| Nato | 20 settembre 1703 (Paris) |
| Morto | 30 maggio 1770 (Paris) all'età di 66 anni |
| Nazionalità | Francia |
| Epoche | Rococò |
| Genere | pittura storica, arte religiosa, allegoria, paesaggio, pittura mitologica, pittura di animali, pittura di genere, ritratto, pittura di battaglia |
| Professione | pittore, artista grafico, illustratore, acquafortista, disegnatore, exlibrista, collezionista d'arte, scenografo, calcografo |
| Famiglia | Coniuge: Marie-Jeanne Boucher Figlio o figlia: Marie-Émilie Boucher, Jeanne Elizabeth Victoire Deshays, François, le jeune Boucher |
| Maestro di | François Lemoyne, Jacques-André-Joseph Camelot Aved, Jean-François Cars |
| Allievo | Jean-Baptiste-Henri Deshays, Jean Baptiste Leprince, Jean-Honoré Fragonard, Martin Ferdinand Quadal, Charles Michel-Ange Challe, Jean-Baptiste-Pierre Le Brun, Nicolas-Guy Brenet, François Aujollest-Pagès |
| Influenzato da | Charles André van Loo |
| Appartenenze | Académie royale de peinture et de sculpture |
| Opere note | »Diana im Bade - Diana nach dem Bade« (1742), Odaliske (1740), Madame de Pompadour (1759), Geburt der Venus (1754), Madame de Pompadour (1756) |
| Musei | Metropolitan Museum of Art, Art Institute of Chicago, National Gallery of Art, Staatliche Museen zu Berlin, Nationalmuseum Schweden |
È nato con questo talento dal padre Nicolas Boucher, disegnatore di mobili e decorazioni. Le opere di Francois Boucher coprono quasi tutti i generi. Oltre alla pittura, si è dedicato al disegno, all'acquaforte e all'incisione su rame, oltre che a lavori in campo decorativo.
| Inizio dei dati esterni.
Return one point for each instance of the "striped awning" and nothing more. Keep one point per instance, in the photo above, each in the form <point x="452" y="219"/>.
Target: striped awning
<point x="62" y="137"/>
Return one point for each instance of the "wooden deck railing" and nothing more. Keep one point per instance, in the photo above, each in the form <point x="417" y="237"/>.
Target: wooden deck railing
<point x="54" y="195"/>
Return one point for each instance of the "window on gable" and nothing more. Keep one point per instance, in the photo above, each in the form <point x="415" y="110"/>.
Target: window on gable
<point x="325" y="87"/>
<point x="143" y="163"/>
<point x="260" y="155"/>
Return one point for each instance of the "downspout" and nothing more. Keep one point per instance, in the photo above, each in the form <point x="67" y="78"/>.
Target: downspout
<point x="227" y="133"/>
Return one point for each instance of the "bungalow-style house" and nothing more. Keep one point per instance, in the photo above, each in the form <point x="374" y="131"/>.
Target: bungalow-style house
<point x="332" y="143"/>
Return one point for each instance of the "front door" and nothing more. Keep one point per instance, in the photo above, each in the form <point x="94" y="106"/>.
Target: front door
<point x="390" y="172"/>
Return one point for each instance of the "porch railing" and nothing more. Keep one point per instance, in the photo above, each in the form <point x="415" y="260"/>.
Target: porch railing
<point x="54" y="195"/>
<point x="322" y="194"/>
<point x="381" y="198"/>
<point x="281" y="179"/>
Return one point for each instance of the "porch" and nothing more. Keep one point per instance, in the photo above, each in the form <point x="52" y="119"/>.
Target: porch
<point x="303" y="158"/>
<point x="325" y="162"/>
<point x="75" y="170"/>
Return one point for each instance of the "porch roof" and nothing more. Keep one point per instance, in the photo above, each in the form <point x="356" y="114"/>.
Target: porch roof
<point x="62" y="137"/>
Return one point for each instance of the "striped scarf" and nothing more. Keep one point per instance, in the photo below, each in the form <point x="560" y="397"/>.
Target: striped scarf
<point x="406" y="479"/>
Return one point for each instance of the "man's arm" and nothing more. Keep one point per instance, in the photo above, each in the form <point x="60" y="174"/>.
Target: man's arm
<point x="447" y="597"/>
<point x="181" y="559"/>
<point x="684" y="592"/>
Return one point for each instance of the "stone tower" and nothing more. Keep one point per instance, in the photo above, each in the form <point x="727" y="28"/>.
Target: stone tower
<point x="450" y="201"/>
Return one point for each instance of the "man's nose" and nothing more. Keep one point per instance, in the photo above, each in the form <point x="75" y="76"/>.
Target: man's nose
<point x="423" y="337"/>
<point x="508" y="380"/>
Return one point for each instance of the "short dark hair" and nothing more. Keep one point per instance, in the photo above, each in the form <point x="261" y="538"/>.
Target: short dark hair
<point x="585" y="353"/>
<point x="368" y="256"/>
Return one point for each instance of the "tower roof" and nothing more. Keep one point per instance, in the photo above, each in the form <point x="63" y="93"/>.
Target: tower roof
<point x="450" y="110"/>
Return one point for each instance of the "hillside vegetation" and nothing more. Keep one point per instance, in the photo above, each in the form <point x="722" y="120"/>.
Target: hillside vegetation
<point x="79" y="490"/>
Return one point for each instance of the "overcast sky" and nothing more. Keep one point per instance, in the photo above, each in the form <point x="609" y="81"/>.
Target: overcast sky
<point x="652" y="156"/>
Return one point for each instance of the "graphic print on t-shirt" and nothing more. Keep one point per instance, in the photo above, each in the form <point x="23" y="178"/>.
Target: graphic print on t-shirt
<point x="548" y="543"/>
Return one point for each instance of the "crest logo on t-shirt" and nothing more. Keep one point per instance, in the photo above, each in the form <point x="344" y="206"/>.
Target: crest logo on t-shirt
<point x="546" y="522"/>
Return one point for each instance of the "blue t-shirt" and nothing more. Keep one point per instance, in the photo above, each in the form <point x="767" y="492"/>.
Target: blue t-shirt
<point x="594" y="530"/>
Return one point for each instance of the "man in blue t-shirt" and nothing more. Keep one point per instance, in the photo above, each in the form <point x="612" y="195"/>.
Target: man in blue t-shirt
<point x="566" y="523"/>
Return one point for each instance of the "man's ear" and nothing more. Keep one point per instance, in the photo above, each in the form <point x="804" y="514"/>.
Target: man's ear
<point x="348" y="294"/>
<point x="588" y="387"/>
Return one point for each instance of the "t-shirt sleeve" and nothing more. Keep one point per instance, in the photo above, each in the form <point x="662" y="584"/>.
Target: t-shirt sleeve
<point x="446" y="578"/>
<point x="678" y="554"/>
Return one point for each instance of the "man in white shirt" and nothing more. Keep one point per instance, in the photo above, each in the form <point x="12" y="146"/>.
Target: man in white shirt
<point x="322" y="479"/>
Nelle sue opere si possono trovare raffigurazioni mitologiche a colori forti, dipinti di storia e nature morte, oltre a dipinti sul soffitto e decorazioni murali. Una sua particolare preoccupazione era la rappresentazione di scene erotiche, come dimostra il dipinto "Ruhendes Mädchen" (1751). Al momento della creazione di quest'opera, Boucher lavorava già come pittore alla corte di Luigi XV ed era considerato uno dei beniamini dell'amante del re, la marchesa di Pompadour.
La ragazza giovane, innocente e dall'aspetto giocoso al centro dell'immagine, si sdraia completamente nuda e inconsapevole del proprio carisma erotico, sul sofà, nascosta a pancia in su. La sarta è spesso servita da modello per il pittore, l'intimità tra i due diventa trasparente nel quadro. Lo spettatore diventa curioso di sapere quanta innocenza fiorisce. Probabilmente anche il re stesso, perché Marie-Louise O'Murphy, il nome della giovane donna, divenne in seguito la sua amante. Durante tutta la sua vita, Francois Boucher ha avuto successo e si è distinto nella sua attività. Membro dell'Accademia di Parigi dal 1734, è stato insignito del Grand Prix de Rome dall'Académie royale de peinture et de sculpture. Il favore del re, che nel 1765 elesse Boucher come primo pittore a corte, rimase sicuro per il resto della sua vita.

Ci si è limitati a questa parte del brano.